Aloysius Hogan is a senior fellow at the Competitive Enterprise Institute, a free-market think tank in Washington, D.C. This article originally appeared in the September 2014 issue of “Labor Watch,” published by the Capital Research Center, and appears here with permission.

One Response to Union Power in the States: Lost Pay, More Taxpayer Debt

  1. Douglas47 says:

    ” Could your family use an additional $13,100 a year? If you live in a forced-unionism state, that’s what the lack of a Right to Work law may be costing you.”
    …………………..

    A more or less standard jury caveat: ” [If you decide that a witness deliberately lied about something significant in this case, you should consider not believing anything that witness says.”

    Come on, folks.
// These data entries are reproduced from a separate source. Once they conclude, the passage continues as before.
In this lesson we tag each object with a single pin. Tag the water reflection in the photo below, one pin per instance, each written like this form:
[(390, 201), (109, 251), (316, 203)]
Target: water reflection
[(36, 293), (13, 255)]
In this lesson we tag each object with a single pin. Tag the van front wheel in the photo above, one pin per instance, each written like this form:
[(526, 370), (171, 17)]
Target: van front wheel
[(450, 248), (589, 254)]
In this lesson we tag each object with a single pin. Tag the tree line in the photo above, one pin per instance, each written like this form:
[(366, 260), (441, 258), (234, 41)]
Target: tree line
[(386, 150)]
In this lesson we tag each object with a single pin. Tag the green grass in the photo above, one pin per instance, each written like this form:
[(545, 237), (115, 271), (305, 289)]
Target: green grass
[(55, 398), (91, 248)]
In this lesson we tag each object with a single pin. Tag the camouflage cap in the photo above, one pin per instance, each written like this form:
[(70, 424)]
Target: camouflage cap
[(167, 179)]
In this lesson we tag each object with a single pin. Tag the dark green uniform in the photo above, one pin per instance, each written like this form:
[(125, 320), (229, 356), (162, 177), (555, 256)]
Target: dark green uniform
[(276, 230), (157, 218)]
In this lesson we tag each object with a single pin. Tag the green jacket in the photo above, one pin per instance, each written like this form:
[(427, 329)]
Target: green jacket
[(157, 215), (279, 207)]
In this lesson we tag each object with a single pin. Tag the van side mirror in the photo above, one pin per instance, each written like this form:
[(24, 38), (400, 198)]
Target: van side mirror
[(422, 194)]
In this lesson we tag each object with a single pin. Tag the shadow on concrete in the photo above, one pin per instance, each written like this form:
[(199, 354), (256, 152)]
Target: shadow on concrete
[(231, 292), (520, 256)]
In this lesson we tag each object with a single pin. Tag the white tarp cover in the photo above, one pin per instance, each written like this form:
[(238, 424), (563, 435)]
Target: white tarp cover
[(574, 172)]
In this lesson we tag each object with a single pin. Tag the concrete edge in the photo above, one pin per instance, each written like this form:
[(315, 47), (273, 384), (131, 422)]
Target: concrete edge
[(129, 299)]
Use some common sense, and fifth grade math. IF the ” median loss of income is $3,278 per capita,” it does not follow that “cost” would be appropriated equally to all residents.
    On_i
    If you have two workers side by side, each earning $48,000 a year, one is single, and the other is sole supporter of himself, his wife, and three children; this logic says the loss of income for the single worker is  $3,278, while the loss of income for his five person family coworker is $16,390.
    It doesn’t work like that. It flies in the face of logic.

    And that’s IF you believe the $3,278 figure.
    …………………
    Do you trust the CEI study: a “formulation”- ” used to calculate the numerical value of deadweight losses from unionization”? (From a source that either doesn’t understand, or deliberately misrepresents the “per capita” concept?)

    Or do you trust actual verifiable data:

    http://academeblog.org/2013/12/16/right-to-work-by-the-numbers-gdp-by-state-and-gdp-per-capita-by-state/

    “in terms of total GDP and especially in terms of per-capita GDP, there is very little evidence that the “right to work” states have made appreciable economic gains on the “pro-labor” states.”

    ” This difference has a corollary in both the lower average wages and the higher numbers of low-wage jobs in “right to work” states. The “average” worker may find it somewhat easier to find employment in at least some of the “right to work” states, but it may be more difficult to find employment that pays a living wage.”